The agreement must be approved by U.S. District Court Judge Vince Chhabria in San Francisco.

Chhabria in June questioned the legality of a prior settlement plan that Bayer proposed, which envisioned creating a panel of scientists who would rule on the viability of claims.

Under the revised deal, anyone who does not make a claim during the four-year period would then be able to sue in court, according Elizabeth Cabraser, an attorney for the proposed class. She also said anyone diagnosed with non-Hodgkin’s lymphoma who does not like their compensation offer under the class plan can go to the court system and try for a better result.
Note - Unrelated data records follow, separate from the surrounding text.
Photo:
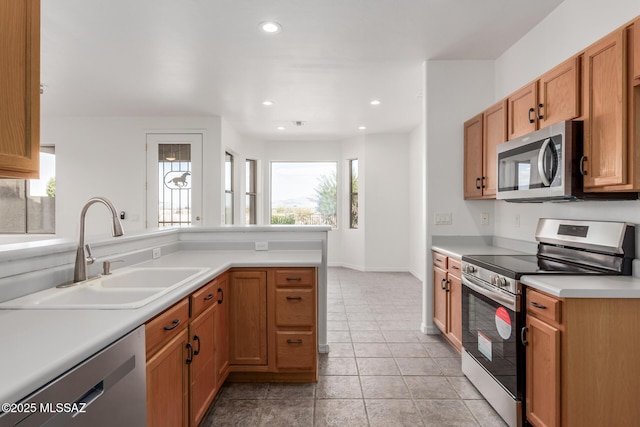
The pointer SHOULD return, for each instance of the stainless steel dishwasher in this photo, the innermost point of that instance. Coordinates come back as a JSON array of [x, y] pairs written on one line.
[[108, 389]]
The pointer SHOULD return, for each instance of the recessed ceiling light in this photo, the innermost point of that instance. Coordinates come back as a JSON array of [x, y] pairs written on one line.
[[270, 27]]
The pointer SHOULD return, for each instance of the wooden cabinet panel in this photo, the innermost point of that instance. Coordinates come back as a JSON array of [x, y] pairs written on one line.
[[168, 384], [495, 132], [636, 50], [222, 330], [559, 94], [455, 311], [473, 158], [295, 350], [166, 325], [522, 111], [605, 137], [248, 318], [295, 307], [296, 277], [20, 88], [543, 373], [203, 381], [440, 299]]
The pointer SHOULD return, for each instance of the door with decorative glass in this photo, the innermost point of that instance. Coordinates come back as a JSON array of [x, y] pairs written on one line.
[[174, 177]]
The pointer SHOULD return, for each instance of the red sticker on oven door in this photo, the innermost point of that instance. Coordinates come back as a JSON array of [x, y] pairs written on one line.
[[503, 323]]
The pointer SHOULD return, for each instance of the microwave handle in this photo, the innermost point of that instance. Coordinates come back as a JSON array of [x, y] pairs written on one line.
[[541, 172]]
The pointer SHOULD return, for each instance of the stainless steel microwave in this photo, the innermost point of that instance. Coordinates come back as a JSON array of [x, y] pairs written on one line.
[[543, 165]]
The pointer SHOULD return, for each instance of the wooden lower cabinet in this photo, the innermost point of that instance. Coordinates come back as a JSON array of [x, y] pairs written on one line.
[[168, 384], [581, 361], [203, 372], [447, 298], [248, 317]]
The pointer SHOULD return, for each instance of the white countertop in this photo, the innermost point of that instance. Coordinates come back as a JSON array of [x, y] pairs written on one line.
[[566, 286], [40, 345], [457, 250]]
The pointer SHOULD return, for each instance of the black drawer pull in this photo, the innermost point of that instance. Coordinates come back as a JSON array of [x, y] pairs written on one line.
[[173, 325], [536, 305]]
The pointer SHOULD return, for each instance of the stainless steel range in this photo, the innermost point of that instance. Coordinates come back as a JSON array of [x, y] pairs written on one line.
[[493, 301]]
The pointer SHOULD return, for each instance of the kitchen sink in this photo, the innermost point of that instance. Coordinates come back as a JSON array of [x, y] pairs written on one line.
[[148, 277], [127, 288]]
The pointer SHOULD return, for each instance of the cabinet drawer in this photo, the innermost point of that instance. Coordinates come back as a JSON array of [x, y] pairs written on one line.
[[204, 298], [440, 260], [295, 350], [295, 307], [295, 277], [543, 306], [166, 325], [454, 267]]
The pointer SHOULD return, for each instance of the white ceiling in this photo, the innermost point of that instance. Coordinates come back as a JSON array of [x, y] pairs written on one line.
[[209, 57]]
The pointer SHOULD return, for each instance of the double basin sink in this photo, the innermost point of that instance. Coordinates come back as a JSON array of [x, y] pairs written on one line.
[[126, 288]]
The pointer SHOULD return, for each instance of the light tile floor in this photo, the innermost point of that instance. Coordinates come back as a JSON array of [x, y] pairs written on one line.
[[381, 370]]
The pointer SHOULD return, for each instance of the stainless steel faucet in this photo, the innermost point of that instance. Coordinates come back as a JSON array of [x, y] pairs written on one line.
[[83, 255]]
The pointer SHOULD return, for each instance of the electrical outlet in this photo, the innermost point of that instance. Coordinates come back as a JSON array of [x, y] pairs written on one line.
[[443, 218], [484, 218]]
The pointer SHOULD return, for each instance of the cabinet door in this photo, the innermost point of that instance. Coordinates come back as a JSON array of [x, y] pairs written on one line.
[[222, 330], [522, 111], [168, 384], [20, 88], [495, 132], [636, 49], [248, 318], [440, 299], [455, 311], [202, 333], [543, 373], [473, 158], [559, 94], [605, 141]]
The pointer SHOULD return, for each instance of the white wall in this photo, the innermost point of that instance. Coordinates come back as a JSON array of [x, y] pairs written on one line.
[[105, 156], [573, 26], [386, 203]]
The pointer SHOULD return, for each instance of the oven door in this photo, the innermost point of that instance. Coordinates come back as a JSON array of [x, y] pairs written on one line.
[[490, 324]]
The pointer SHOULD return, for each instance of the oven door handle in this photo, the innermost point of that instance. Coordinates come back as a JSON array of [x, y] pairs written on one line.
[[493, 295]]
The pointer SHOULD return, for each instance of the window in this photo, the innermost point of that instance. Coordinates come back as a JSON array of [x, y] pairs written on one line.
[[304, 193], [250, 208], [28, 206], [228, 188], [353, 193], [174, 196]]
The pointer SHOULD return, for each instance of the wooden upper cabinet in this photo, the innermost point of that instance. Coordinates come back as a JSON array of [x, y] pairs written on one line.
[[473, 157], [19, 88], [522, 111], [494, 133], [559, 94], [605, 125], [554, 97]]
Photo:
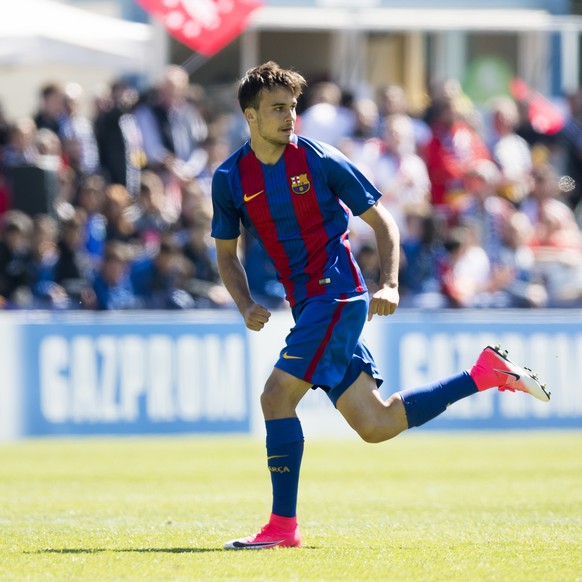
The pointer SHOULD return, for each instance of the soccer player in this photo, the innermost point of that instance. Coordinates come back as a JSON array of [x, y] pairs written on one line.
[[295, 194]]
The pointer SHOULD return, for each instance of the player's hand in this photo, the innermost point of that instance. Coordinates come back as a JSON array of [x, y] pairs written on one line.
[[256, 316], [383, 302]]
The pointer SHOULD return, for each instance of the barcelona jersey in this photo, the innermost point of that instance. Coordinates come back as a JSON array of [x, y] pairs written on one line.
[[298, 209]]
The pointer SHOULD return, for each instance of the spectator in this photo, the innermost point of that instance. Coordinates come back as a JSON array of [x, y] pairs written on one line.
[[467, 270], [204, 282], [51, 108], [362, 147], [21, 148], [454, 146], [400, 174], [172, 128], [152, 218], [556, 240], [119, 139], [46, 292], [112, 285], [14, 257], [423, 259], [510, 151], [516, 275], [572, 133], [90, 198], [392, 100], [483, 210], [158, 280], [325, 118], [78, 134], [117, 210], [73, 270]]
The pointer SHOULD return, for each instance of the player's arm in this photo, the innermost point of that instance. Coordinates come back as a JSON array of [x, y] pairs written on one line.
[[235, 280], [385, 300]]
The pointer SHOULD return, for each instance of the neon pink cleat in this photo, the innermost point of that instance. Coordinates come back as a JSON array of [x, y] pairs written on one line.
[[280, 532], [494, 369]]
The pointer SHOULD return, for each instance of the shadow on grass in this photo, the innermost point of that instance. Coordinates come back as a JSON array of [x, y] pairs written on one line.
[[138, 550], [142, 550]]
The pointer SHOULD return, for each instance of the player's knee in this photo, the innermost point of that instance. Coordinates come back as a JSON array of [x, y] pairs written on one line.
[[374, 432], [274, 401], [268, 399]]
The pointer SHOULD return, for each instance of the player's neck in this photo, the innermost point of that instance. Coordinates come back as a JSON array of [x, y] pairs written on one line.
[[266, 152]]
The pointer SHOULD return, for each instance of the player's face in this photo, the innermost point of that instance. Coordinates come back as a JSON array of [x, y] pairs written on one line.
[[275, 118]]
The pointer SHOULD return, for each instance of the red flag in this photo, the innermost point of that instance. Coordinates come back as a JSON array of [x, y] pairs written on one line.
[[544, 116], [205, 26]]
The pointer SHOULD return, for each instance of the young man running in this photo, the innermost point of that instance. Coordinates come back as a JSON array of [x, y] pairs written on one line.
[[294, 195]]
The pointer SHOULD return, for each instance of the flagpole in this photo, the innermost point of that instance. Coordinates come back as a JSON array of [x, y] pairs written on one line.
[[194, 62]]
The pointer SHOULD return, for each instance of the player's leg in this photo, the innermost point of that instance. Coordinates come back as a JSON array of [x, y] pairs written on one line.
[[318, 350], [376, 420], [373, 418], [284, 441]]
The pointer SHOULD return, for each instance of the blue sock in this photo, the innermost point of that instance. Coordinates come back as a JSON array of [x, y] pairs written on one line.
[[423, 404], [284, 453]]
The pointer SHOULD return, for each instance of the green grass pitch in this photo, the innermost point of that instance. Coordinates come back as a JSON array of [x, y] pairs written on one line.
[[501, 506]]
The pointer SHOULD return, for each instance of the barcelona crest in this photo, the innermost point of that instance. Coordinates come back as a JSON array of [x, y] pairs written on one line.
[[300, 184]]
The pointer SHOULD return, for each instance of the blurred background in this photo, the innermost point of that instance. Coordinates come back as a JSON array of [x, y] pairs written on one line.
[[114, 115]]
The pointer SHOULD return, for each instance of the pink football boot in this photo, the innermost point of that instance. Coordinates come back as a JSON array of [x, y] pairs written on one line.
[[280, 532], [494, 369]]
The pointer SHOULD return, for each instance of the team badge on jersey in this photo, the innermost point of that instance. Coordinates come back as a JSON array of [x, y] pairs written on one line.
[[300, 184]]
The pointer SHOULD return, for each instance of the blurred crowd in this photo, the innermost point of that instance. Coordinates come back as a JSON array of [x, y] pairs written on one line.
[[112, 209]]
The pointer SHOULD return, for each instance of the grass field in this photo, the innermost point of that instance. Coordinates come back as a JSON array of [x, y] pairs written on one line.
[[427, 506]]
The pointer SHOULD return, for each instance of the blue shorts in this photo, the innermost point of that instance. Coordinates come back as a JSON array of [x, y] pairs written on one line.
[[325, 347]]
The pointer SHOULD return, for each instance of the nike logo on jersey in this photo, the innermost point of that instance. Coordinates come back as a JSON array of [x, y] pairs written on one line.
[[288, 357], [248, 198]]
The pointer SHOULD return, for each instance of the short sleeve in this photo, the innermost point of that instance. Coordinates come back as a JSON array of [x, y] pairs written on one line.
[[348, 182], [225, 217]]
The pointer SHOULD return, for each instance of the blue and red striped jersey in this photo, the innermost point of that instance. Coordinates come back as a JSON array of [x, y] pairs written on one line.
[[298, 209]]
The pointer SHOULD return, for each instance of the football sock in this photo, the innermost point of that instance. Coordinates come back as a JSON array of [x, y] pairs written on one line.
[[423, 404], [284, 454]]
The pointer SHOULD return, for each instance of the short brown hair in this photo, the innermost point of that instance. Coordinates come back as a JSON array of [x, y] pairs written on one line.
[[267, 76]]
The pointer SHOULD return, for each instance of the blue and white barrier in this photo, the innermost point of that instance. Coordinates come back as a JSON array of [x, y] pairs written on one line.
[[202, 372]]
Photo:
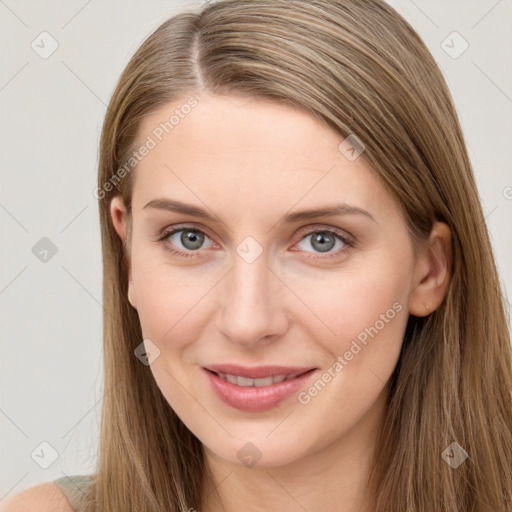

In June, Bayer reached a wider $9.6 billion settlement that would resolve the bulk of the more than 100,000 U.S. lawsuits that were already filed over Roundup.

Bayer’s stock has been battered by the litigation, but also by billions of euros in writedowns, and a bleaker profit outlook, in large part related to the $63 billion Monsanto takeover.

The group last year announced 9.25 billion euros in impairment charges on agricultural assets and shocked markets by predicting a slight decline in core earnings per share in 2021 on weaker demand by farmers.